Insulin-producing cells in the pancreas are damaged by diabetes. Researchers were able to take stem cells, expand them into a large number, and direct them to be similar to the insulin producing cells. The cells could potentially be used to fill the void left in the pancreas due to the damage that is caused by diabetes.

“This discovery tells us that we have the potential to produce insulin from adult stem cells to help people with diabetes,” said Dr. Randall Urban of the University of Texas Medical Branch at Galveston, who directed the study.

“It doesn’t prove that we’re going to be able to do this in people — it’s just the first step up the rung of the ladder,” Urban added in a statement.

Finding an alternative to using controversial embryonic stem cells is the goal of the researchers, which included a team at Britain’s University of Newcastle. They made their statement writing in the journal Cell Proliferation.

The deliberation surrounding federal funding for embryonic stem cell research has been a hot topic on the floor of the United States Congress. Supporters say that the funding is paramount so embryonic stem cell research can have the resources needed to change medicine, but opponents consider it wrong to use human embryos for experimentation.

Most of the science is aimed at replacing damaged or defective tissue or blood by taking stem cells from a patient's own blood and engineering them in the laboratory to apply towards regenerative medicine techniques.

Other researchers are hoping to eventually persuade maybe an ordinary skin cell to give rise to any tissue in the body, while remaining almost immortal. They study these characteristics in embryonic stem cells and by understanding how the mechanisms work, hope to apply and duplicate them as in the aforementioned example.

Because it is an especially rich source of adult stem cells, the Newcastle and Texas researchers used umbilical cord blood for their experiments.

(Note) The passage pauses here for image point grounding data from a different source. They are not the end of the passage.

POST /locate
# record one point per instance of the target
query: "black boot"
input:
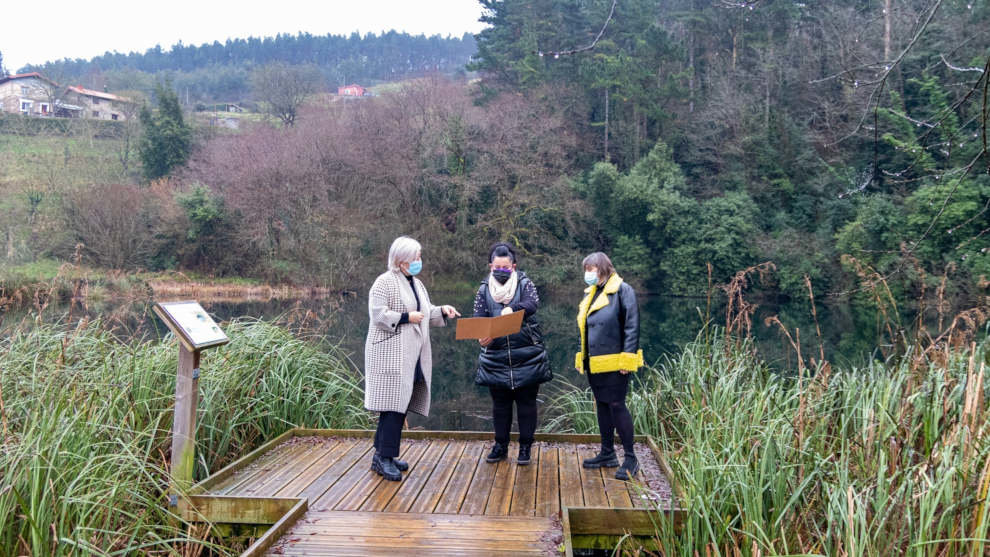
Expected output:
(604, 459)
(400, 464)
(630, 465)
(385, 467)
(524, 451)
(499, 452)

For people with diabetes, creating new pancreatic tissue is one of hte accomplishments the researchers hope to eventually achieve. Since the cells have been destroyed, the body can no longer produce insulin: such is the case in type-1 diabetes.

But skeptics do remain, such as stem cell expert Dr. Rudolf Jaenisch, of the Whitehead Institute in Cambridge, Massachusetts.

“In the past, these claims have been rather unconvincing,” Jaenisch said in a telephone interview.

He said that prior research of this type had yielded results that had been misinterpreted, or that adult stem cells had actually been coaxed into insulin producing cells, but had produced an insignificant amount of insulin.